Авдей Лукич лежал на куче рогож под старым образком. Горела лучинка, а руки у него были сложены как у покойника.

– Простите, госпожа маркиза, – сказал Тринадцатый, переглянувшись с артельщиком и Восьмеркой, которые сидели возле старика. – Но вы должны знать. Он, как говорится, не жилец…

– Ах, не зовите меня маркизой! – ответила она. – Я Софья Канунникова, если хотите – Сонька, русская, глупая, злосчастная баба, и к прошлому хода мне нет. Боже, – нагнулась она к старику. – Отчего же на лице у него синие пятна, кровоподтеки?

– Мы не хотели вас расстраивать… Но вы тогда, оказывается, не сказав нам ничего, оставили ему, Авдею Лукичу, вторую вашу серьгу с алмазами. Этого не следовало делать, Нетопырь подсмотрел, и мы старика вашего еле у татей отбили. Вон у него (Тринадцатый кивнул на Восьмерку) тоже все в синяках.

– Боже, боже! – Софья опустилась на рогожную подстилку рядом со стариком.

– Ваше благородие! – вдруг раздался гулкий голос из трюма. – Ваше благородие, смилуйтесь!

– Кто это? – приподнялась Софья.

– Не извольте бояться, – сказал Тринадцатый. – Это кричит Полторы Хари, конвойный наш начальник, я его тоже повязал. Теперь я ему «ваше благородие», а бывало воды лишней испить не позволит. Сейчас напоминать начнет, как вместе мы в десанте были во время войны. У, сволочь, вместе, да не вместе!

Тут послышался сладкий голос Нетопыря, обещавший большие деньги.

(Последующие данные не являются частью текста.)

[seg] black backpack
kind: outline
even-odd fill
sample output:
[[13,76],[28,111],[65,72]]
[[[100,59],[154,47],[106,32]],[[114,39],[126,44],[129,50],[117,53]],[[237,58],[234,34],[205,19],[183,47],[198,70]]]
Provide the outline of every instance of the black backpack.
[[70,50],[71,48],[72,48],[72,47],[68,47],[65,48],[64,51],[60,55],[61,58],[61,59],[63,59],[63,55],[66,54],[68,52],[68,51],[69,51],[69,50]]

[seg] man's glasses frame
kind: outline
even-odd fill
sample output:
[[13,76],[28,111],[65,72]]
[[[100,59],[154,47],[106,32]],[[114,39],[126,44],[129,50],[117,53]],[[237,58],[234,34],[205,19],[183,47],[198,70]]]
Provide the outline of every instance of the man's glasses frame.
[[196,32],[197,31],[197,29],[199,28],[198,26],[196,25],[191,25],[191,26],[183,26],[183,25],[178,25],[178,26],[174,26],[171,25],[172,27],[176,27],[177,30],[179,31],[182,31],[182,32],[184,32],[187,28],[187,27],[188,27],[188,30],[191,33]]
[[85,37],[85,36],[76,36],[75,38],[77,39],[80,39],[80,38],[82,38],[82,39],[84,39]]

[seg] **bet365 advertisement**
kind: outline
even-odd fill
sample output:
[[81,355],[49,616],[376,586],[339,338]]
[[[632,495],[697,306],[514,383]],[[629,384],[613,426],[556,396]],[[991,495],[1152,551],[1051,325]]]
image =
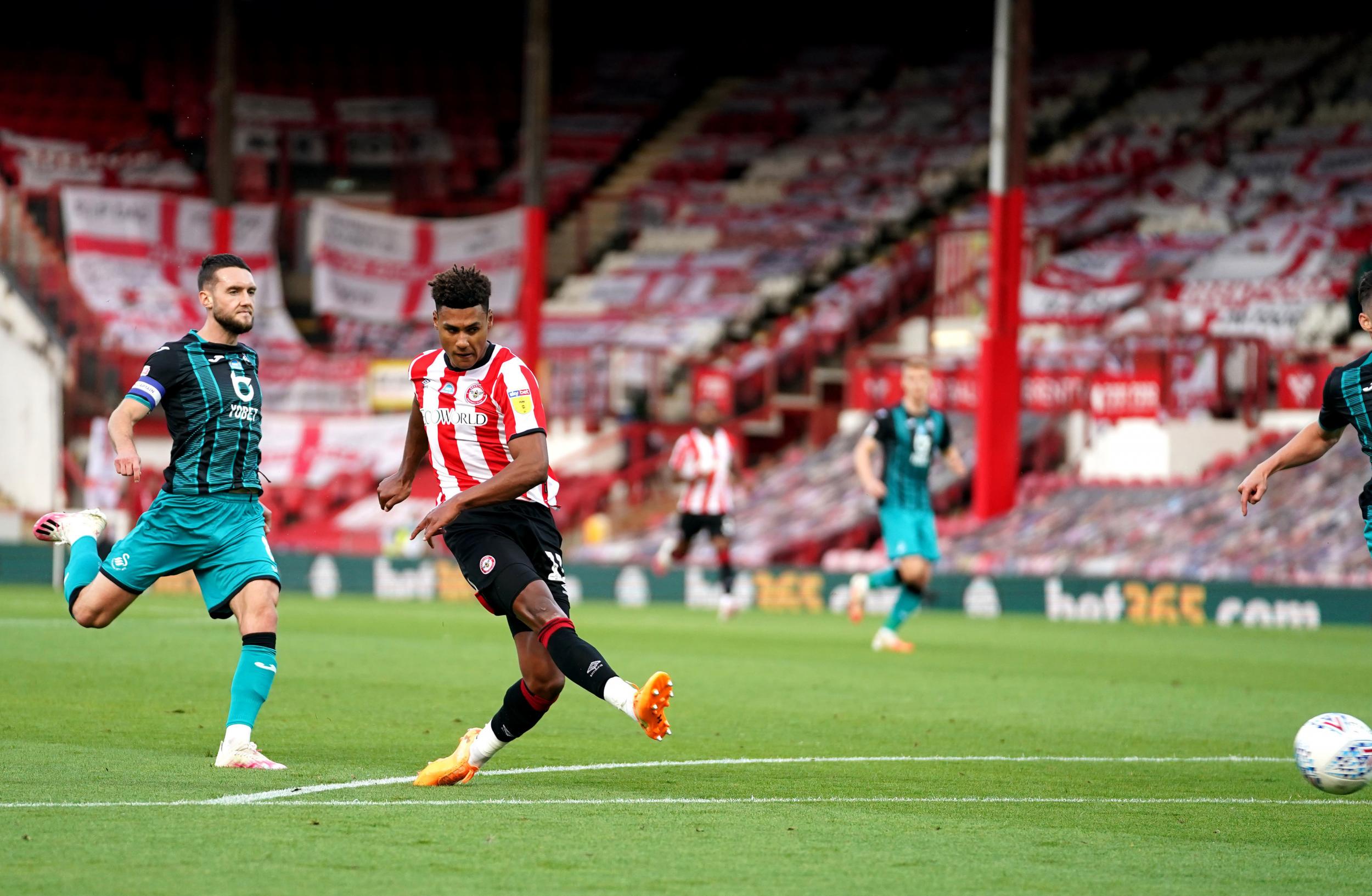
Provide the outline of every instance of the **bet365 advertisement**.
[[[457,563],[446,559],[331,556],[277,553],[281,585],[320,600],[475,600]],[[646,566],[565,566],[573,603],[613,600],[634,607],[685,603],[713,607],[719,584],[708,569],[687,567],[656,577]],[[49,584],[52,551],[44,547],[0,545],[0,581]],[[766,612],[829,612],[848,606],[847,574],[801,567],[741,570],[734,593]],[[154,593],[196,589],[184,573],[165,578]],[[890,606],[896,589],[873,589],[868,611]],[[1317,629],[1321,625],[1372,623],[1372,595],[1350,588],[1292,588],[1254,582],[1194,582],[1184,580],[1077,577],[938,575],[932,599],[943,610],[993,619],[1006,612],[1043,614],[1076,625],[1218,625],[1265,629]]]

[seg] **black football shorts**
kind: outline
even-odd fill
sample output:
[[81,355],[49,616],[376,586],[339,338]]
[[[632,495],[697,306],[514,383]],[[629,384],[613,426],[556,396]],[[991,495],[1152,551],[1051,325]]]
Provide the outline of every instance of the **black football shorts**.
[[504,501],[477,507],[443,527],[443,541],[457,559],[476,599],[505,617],[510,634],[528,632],[514,615],[514,599],[542,580],[553,600],[571,615],[563,573],[563,533],[553,511],[532,501]]

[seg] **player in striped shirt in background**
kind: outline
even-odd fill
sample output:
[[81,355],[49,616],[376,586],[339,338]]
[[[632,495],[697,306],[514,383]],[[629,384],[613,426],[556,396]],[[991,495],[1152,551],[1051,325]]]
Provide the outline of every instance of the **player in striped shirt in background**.
[[642,688],[628,684],[568,618],[543,401],[534,373],[488,338],[491,281],[475,267],[453,267],[429,288],[440,348],[410,363],[414,403],[405,455],[376,493],[386,511],[407,499],[428,455],[442,492],[410,538],[423,536],[432,545],[443,534],[477,600],[505,617],[520,678],[491,721],[469,729],[414,784],[471,781],[495,751],[543,718],[567,678],[661,740],[672,733],[664,717],[672,696],[667,673],[653,673]]
[[734,527],[729,518],[734,512],[733,477],[738,452],[729,433],[720,429],[719,419],[719,408],[702,401],[696,407],[696,426],[672,445],[668,466],[672,478],[683,484],[676,503],[681,534],[668,537],[657,548],[653,573],[665,574],[672,563],[686,558],[697,534],[708,533],[719,558],[719,618],[729,619],[740,610],[730,560]]

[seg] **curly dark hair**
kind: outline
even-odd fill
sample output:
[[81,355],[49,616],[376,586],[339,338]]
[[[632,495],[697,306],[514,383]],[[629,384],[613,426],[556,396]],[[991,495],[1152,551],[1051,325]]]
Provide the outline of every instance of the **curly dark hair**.
[[482,311],[491,310],[491,279],[475,267],[454,264],[446,271],[439,271],[429,281],[429,289],[434,290],[435,311],[475,306],[482,306]]

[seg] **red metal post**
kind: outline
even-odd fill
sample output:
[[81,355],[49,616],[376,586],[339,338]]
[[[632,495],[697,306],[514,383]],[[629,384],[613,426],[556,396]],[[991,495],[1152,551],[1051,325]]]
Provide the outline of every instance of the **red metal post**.
[[996,0],[991,84],[991,284],[981,343],[971,508],[985,519],[1015,503],[1019,477],[1019,278],[1024,264],[1029,0]]

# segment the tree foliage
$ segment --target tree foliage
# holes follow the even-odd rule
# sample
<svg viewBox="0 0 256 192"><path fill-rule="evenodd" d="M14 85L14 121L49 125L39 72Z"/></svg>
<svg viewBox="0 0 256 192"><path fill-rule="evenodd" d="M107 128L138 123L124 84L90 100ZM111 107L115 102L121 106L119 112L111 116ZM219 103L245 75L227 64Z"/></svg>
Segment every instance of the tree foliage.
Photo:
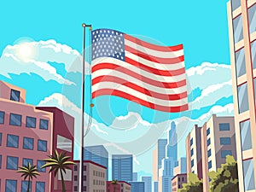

– Они все там в трюме сидят, – объяснил Тринадцатый, – чтобы раньше времени весть о нас не разносили. В заложники, к сожалению, не годятся – мелкая сошка.

– Синьора! – донесся из трюма голос Цыцурина. – Не вяжитесь вы с этими господами. Вы же наша…

– Теперь за вас принялись, – сказал Тринадцатый. Он сел на рангоутную[57] балку, взялся рукой за лохматую половину головы, другая же у него была безобразно выбрита. И стал похож на большеголового мальчишку, который набедокурил и не знает, как выбраться из беды.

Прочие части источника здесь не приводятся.